Objectives: Glucocorticosteroids (GC) are the standard treatment for large vessel vasculitis, but some patients are refractory. Cyclophosphamide (CYC) has been shown to be effective in autoimmune diseases.
Methods: The study consisted of a retrospective analysis of 10 patients with active large vessel arteritis who received pulse CYC after failure of GC or because of organ threatening stenosis. CYC pulse therapy was started with a dose of 750mg/m² body surface every 3 weeks and increased if necessary. Clinical response was assessed by the Birmingham Vasculitis Activity Score (BVAS), the C-reactive protein and the erythrocyte sedimentation rate (ESR). PET/CT was performed at baseline and during treatment to determine disease activity.

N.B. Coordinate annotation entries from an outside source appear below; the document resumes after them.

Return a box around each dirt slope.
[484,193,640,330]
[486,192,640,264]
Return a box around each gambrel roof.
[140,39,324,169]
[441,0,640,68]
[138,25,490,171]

Results: The median BVAS at the time of the initial PET/CT was 6.5 (5-13). The median ESR was 42mm/h (6-94mm/h), and the medium CRP was 4.6mg/dl (0.18-11.8mg/dl). All but one patient experienced a complete clinical remission during CYC treatment after a median of 10 cycles. PET/CT confirmed the efficacy of the treatment by normalisation of FDG uptake during therapy. One patient with persisting inflammation was lost to follow-up. One patient experienced a relapse after 21 months. The remaining 8 patients are still in remission with low-dose GC and a maintenance therapy (azathioprine, methotrexate or mycophenolate) after a median follow-up of 45 months.
Conclusions: Pulse cyclophosphamide is effective in patients with large vessel vasculitis resistant to glucocorticosteroids. The high rate of sustained response in our patients suggests that treatment decisions based on clinical parameters combined with PET/CT may have a beneficial effect on the clinical outcome.